La prochaine evolution industrielle

jeudi 29 janvier 2009

Le secret de notre survie

L'art de convaincre votre patron


Comme beaucoup de gens, vous voulez voir du changement dans votre milieu de travail. Mais vous avez un problème: ce n'est pas vous le patron!

Si vous étiez en charge, ce serait probablement plus facile.D'accord! Supposons que ce soit vous le patron. Quels seraient les freins et les obstacles qui vous empêcheraient de vraiment changer les choses? En voici quelques-uns qui me viennent à l'esprit:

1- La crise
En ces temps difficiles, votre priorité est probablement de maintenir vos ventes afin d'éviter les mises à pied ou, pire, la faillite.
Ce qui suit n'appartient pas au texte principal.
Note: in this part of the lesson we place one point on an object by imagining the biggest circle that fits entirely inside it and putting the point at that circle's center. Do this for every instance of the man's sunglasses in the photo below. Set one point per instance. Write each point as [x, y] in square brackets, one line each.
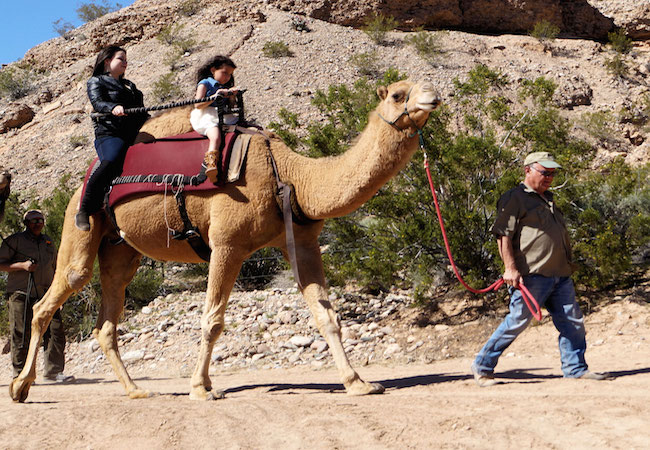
[545, 173]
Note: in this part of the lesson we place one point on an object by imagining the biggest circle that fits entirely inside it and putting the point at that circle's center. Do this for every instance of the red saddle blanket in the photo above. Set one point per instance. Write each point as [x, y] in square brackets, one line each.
[174, 157]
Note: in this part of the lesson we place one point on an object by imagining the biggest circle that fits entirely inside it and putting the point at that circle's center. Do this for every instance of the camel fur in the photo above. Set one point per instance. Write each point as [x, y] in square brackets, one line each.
[238, 220]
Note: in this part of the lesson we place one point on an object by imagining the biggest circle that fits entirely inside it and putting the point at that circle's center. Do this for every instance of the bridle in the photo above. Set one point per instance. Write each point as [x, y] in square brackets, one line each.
[406, 113]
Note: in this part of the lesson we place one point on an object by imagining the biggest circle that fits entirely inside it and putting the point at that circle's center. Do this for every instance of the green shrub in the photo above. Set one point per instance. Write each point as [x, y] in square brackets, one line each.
[166, 88]
[609, 216]
[598, 125]
[62, 28]
[88, 12]
[189, 7]
[619, 41]
[300, 24]
[377, 26]
[16, 82]
[367, 63]
[77, 140]
[394, 239]
[544, 31]
[616, 66]
[427, 45]
[285, 127]
[276, 49]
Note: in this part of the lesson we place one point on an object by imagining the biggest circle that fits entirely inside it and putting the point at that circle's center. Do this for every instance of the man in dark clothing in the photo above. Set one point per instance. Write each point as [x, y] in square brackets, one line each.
[30, 259]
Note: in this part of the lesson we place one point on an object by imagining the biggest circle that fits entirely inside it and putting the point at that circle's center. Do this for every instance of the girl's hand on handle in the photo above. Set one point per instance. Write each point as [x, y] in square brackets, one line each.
[118, 111]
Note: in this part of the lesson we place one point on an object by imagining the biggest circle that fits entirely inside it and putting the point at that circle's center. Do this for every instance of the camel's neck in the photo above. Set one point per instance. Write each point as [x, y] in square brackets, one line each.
[333, 187]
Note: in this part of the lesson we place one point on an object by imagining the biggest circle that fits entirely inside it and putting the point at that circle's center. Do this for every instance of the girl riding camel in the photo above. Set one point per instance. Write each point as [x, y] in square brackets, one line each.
[214, 79]
[109, 92]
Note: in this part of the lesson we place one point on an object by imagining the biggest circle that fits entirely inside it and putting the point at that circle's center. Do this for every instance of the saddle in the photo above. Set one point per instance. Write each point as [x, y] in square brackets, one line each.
[175, 165]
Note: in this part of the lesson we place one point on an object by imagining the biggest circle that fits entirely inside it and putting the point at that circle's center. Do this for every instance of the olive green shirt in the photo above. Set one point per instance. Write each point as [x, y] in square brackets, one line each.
[540, 239]
[20, 247]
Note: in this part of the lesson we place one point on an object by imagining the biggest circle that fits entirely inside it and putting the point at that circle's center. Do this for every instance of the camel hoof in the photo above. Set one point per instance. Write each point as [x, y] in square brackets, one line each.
[139, 393]
[205, 395]
[363, 388]
[19, 393]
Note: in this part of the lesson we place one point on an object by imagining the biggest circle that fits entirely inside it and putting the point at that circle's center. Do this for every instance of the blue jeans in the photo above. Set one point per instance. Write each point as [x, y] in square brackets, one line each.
[558, 296]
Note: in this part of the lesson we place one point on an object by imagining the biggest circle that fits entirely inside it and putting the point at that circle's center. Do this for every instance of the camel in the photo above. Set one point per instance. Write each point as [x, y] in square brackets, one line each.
[238, 219]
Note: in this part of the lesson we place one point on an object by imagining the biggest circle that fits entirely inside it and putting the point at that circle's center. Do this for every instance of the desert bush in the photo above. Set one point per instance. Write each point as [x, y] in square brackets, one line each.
[394, 239]
[166, 88]
[610, 217]
[285, 127]
[377, 26]
[62, 28]
[77, 140]
[599, 125]
[619, 41]
[299, 23]
[544, 31]
[276, 49]
[189, 7]
[367, 63]
[16, 81]
[426, 44]
[617, 66]
[90, 11]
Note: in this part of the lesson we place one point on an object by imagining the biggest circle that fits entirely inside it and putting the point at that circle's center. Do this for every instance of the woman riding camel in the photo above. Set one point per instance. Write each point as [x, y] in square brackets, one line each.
[110, 93]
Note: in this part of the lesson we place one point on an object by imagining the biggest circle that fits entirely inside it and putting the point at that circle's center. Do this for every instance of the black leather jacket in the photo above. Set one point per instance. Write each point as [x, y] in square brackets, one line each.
[105, 93]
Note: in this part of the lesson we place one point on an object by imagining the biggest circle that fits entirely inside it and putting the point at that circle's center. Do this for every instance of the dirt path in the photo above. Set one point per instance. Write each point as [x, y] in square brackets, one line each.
[435, 405]
[428, 406]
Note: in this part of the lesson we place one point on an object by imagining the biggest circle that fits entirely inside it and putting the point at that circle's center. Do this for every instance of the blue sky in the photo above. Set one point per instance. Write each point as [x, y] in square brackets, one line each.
[26, 23]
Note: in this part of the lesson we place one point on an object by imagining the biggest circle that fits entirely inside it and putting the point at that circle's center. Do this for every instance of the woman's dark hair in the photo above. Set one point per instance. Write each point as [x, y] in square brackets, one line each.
[216, 62]
[104, 54]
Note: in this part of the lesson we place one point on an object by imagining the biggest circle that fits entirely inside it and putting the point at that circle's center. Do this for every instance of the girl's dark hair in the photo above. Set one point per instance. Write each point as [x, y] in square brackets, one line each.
[104, 54]
[216, 62]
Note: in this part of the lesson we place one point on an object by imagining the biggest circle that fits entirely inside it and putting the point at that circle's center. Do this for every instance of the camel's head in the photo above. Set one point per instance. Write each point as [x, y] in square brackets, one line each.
[407, 105]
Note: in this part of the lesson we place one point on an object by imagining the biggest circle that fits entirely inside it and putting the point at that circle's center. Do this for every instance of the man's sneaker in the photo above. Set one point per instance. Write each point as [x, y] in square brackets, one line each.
[60, 378]
[483, 380]
[598, 376]
[82, 221]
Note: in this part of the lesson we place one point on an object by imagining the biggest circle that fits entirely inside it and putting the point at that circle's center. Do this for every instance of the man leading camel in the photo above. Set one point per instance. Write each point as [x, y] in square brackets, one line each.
[535, 249]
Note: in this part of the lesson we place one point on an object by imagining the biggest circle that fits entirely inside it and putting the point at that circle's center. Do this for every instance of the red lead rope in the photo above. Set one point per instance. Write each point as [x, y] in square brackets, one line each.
[532, 304]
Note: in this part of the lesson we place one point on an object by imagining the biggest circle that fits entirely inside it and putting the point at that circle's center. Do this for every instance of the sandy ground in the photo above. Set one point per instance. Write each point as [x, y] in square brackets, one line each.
[436, 405]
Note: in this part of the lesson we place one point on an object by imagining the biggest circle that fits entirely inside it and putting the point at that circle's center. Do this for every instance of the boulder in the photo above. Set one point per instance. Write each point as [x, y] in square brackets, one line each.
[15, 116]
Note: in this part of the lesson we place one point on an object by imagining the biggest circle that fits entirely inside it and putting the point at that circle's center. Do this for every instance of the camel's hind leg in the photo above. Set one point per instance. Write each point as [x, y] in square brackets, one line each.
[314, 291]
[224, 268]
[73, 270]
[117, 265]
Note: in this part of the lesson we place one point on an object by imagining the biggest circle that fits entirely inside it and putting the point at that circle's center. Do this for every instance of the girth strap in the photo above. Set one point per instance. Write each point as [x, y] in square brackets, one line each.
[190, 232]
[284, 191]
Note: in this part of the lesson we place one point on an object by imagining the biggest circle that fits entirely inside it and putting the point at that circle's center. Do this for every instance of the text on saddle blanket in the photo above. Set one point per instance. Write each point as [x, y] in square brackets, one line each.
[175, 158]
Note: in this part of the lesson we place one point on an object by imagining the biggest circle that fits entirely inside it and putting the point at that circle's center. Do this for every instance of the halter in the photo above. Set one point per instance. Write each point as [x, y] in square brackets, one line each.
[406, 113]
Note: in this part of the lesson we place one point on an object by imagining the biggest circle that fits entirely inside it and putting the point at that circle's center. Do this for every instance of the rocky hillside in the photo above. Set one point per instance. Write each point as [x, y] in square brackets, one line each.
[49, 133]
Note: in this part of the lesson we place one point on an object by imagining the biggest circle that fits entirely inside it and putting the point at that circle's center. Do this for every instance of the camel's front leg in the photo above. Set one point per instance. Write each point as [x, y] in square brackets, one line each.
[74, 269]
[315, 294]
[224, 267]
[117, 265]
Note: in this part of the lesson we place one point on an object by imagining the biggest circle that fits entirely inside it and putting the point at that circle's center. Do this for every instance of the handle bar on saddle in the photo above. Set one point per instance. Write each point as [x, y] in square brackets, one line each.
[142, 110]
2- Le manque de ressources
Pour démarrer de nouveaux projets, changer les choses, il faut investir du temps, de l'énergie et des ressources matérielles et financières. Présentement, vous manquez assurément de tout ça. Ce qui signifie que pour entreprendre du changement, il vous faudrait faire des choix. Pour prendre vos décisions, vous allez évaluer quelles options vous offre le meilleur retour sur investissement, c'est-à-dire celle qui représente le moins de risque pour ce qu'elle coûte.

3- Les attentes
Vous avez probablement des attentes de rendement de la part de votre grand patron, de vos actionnaires, de votre banquier, de votre cercle d'amis et de vos proches. Cela se traduit par une certaine peur de décevoir.

Le moyen le plus sûr de rencontrer ces trois objectifs, c'est certainement de faire «comme tout le monde». En tant que gestionnaires responsable, vous devez couper dans le gras, c'est-à-dire couper dans les dépenses qui rapporte le moins, du moins à court terme. Ce n'est pas le temps de prendre des risques et de vous endettez pour des projets qui pourraient rapporter à long terme. Vous êtes dans le très court terme. On verra après la crise.

Ce n'est pas vous le patron
Retour à la réalité. Évidemment, si vous lisez ce blogue, vous savez très bien que de garder le statu quo est le moyen le plus sûr de ne pas pouvoir vous sortir de la crise (pensez à GM et à toutes ces entreprises qui ne se sont pas préparées à une hausse des coûts du pétrole).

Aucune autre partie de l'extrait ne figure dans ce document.